I have a crush, or an obsession? Maybe both
I met this girl in 2018 through Instagram. I was looking the pictures in the searching area of the app and I saw this image of a lady with a beautiful girl. This lady was her mom and she was giving a farewell to her daughter, because she was going to emigrate to Spain. After this I started to follow her on Instagram and I proceeded to chat with her.
I´ve been talking to this girl since then, we almost chat every day, she tells me a lot about her life, her thoughts and I do the same. We look like a boyfriend and girlfriend in those messages. She is geourgeus, kind, cute, smart and such an amazing and heart working person. It might be to cliché, but those are the characteristics I like in a girl and are not that easy to find, not some big boobs or a big ass, to be blonde or brunette, these first cliché characteristics.
I don´t know when the feeling started but I am in love with her, I´m always thinking about her and sometimes I start watching if she is online in Whatsapp or Instagram. I´ve never been able to touch her or have a conversation with her in person even when she has told me that she grow up and studied in the same area of my city. Frustrating maybe, but I wouldn´t like that she met me during school.

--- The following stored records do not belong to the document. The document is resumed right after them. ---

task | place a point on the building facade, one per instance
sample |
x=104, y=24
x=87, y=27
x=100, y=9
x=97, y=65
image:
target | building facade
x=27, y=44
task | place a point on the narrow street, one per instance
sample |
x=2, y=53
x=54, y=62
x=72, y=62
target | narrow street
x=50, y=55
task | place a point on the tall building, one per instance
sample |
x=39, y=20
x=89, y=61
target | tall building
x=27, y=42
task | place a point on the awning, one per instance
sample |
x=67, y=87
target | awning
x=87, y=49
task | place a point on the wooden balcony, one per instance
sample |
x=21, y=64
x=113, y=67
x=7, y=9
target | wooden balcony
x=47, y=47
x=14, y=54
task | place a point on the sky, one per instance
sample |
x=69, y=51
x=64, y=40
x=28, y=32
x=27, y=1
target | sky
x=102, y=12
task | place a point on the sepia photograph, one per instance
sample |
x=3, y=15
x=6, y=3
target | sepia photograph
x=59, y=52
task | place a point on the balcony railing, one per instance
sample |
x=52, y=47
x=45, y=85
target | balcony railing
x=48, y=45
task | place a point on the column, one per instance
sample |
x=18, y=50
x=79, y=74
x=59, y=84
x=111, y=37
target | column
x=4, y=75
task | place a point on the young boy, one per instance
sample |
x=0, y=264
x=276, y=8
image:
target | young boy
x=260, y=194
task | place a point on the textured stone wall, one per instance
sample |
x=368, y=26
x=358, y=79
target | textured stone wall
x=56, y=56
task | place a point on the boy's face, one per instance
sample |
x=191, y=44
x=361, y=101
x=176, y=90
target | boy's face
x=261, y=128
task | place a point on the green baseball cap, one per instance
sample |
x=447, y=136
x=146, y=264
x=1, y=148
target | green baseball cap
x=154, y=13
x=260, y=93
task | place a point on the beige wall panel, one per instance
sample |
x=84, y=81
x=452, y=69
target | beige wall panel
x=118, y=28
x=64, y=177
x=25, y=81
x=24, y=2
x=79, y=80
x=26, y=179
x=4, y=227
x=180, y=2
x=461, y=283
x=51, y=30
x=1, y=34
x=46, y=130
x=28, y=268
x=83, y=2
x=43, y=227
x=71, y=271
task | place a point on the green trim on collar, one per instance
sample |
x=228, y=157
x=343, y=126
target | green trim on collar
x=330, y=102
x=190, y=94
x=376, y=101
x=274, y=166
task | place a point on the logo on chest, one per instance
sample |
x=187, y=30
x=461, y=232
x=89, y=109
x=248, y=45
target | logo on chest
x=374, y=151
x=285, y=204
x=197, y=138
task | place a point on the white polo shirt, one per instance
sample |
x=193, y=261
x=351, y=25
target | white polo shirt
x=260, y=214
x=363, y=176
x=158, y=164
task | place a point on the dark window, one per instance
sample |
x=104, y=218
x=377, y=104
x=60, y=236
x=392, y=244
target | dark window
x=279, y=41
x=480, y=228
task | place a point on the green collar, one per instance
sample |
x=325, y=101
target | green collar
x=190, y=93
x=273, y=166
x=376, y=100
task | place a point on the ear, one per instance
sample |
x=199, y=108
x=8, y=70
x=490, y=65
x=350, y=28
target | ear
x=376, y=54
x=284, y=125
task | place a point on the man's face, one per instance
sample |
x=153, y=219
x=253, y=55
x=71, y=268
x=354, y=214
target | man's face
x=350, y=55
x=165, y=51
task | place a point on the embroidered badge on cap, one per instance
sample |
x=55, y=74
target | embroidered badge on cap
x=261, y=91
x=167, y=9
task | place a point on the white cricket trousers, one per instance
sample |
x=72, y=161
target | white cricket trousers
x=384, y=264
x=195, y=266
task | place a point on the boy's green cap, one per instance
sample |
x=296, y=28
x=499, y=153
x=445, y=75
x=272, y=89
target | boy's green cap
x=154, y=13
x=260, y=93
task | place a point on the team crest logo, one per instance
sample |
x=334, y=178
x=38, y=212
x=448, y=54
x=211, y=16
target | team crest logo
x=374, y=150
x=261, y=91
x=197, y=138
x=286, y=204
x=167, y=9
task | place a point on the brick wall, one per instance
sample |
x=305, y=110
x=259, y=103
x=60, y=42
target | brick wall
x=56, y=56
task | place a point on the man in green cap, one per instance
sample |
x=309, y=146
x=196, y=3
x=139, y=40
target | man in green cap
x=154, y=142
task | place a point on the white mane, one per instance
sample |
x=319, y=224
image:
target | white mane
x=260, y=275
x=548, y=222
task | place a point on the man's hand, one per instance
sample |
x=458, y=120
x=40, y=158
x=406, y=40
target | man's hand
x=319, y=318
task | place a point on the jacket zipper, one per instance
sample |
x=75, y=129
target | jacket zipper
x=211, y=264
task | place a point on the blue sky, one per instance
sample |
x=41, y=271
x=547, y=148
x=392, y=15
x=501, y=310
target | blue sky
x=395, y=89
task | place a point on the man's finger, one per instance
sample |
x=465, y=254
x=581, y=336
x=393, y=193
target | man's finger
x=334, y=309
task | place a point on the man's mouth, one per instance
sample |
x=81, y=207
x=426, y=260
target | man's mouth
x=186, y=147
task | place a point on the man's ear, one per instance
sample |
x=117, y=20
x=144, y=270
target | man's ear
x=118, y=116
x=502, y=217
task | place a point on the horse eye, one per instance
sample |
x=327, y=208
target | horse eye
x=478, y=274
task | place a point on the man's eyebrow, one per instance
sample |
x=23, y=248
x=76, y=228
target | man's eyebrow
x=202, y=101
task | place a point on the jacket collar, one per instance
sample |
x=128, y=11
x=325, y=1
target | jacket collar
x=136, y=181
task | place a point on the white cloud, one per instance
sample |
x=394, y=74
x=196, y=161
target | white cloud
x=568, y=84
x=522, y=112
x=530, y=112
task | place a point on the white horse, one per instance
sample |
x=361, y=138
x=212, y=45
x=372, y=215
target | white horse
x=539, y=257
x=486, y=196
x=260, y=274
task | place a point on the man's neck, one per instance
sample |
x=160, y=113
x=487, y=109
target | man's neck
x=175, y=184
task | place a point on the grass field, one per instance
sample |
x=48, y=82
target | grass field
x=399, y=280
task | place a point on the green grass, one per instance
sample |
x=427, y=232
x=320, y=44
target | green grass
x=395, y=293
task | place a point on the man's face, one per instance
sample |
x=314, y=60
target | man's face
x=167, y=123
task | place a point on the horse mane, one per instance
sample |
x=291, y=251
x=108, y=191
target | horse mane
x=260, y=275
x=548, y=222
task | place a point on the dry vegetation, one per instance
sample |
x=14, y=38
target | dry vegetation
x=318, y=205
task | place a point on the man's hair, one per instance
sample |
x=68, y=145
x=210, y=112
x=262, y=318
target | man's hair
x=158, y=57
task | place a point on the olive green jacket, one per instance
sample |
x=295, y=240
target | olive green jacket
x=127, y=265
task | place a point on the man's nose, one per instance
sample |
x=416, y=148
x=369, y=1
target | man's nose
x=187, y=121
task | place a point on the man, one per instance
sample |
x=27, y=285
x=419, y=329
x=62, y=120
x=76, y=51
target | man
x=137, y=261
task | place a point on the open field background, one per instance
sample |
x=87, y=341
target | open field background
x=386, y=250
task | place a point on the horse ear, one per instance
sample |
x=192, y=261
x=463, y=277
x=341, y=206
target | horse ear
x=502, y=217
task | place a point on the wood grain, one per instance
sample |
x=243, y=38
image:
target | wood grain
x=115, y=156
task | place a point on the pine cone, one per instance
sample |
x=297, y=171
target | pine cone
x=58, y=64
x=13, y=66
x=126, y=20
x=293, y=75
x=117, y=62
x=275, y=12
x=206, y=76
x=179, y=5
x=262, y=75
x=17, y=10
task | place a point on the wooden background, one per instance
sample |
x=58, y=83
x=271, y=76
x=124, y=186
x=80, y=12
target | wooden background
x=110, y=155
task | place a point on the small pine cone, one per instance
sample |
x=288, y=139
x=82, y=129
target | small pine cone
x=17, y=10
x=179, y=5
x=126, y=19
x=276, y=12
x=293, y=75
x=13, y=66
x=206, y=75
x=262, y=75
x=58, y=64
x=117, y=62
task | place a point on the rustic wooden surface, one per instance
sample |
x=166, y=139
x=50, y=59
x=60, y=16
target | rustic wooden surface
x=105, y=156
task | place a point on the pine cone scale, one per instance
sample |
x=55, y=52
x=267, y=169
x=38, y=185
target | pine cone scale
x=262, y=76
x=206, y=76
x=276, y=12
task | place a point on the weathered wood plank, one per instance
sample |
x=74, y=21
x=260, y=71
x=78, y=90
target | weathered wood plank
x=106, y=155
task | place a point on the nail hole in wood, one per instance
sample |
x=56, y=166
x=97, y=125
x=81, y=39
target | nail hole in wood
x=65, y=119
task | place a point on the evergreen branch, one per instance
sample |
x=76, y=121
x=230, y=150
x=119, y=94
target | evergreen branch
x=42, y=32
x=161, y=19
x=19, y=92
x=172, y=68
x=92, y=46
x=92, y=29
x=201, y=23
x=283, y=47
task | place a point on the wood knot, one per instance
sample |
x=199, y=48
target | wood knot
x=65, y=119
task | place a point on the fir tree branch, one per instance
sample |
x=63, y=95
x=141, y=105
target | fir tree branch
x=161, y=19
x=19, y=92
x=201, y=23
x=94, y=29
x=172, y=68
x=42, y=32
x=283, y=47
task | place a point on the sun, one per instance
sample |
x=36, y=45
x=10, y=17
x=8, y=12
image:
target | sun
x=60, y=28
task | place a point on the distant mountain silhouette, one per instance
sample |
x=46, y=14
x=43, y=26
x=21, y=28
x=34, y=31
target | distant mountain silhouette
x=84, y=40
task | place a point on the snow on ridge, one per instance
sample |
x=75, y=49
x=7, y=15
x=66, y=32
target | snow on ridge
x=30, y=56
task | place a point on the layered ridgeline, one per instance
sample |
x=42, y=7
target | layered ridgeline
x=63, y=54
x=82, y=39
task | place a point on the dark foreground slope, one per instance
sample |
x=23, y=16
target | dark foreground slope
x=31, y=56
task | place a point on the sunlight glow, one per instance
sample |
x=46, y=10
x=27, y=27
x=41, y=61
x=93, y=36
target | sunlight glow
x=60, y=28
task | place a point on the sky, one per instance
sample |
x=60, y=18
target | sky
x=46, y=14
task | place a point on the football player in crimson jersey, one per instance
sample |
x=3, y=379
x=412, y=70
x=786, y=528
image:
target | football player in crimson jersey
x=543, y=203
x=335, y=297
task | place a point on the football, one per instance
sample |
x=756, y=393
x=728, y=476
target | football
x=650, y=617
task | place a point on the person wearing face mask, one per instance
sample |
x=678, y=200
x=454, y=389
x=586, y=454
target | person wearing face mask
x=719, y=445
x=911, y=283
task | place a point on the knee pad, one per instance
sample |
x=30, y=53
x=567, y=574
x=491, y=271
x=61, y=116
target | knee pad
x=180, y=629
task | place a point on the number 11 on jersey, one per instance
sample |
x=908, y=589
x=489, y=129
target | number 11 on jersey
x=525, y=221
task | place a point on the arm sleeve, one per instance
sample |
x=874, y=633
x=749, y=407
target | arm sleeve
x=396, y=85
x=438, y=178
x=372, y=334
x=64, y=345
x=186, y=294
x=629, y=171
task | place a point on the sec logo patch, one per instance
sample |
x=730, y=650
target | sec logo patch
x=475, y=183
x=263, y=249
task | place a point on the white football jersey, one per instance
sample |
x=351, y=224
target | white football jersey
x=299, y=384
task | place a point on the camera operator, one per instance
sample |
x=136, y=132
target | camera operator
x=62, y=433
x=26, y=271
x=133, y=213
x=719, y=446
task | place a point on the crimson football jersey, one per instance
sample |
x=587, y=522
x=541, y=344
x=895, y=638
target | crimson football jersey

I´m in that moment when I get stressed for evertything and my mind creates good and bad fake scenarios. She doesn´t know my feelings for her, even when she has left some clues about it. Anyway, I think I would have a chance with this dream girl of mine, but the real problem is that I´m not in Spain and I won´t go there until I graduate from college. On the other hand, she has recently started college and she has started to make friends; she is getting out often and sometimes I chek on her Instagram profile and I see her followers numbers up. I get stressed and sad when I see that. I get nervous when I see she has published an Instagram history and I see inminent the moment than in that image appears a guy. I still don´t know what to do about this inminent fact, I don´t want to stop talking to her, but I know that when that moments comes it will put me down.
Sometimes I wish I´ve never took that decision of follow and write her, but this experiences are necessary, isn´t? Especially for weak minders like me.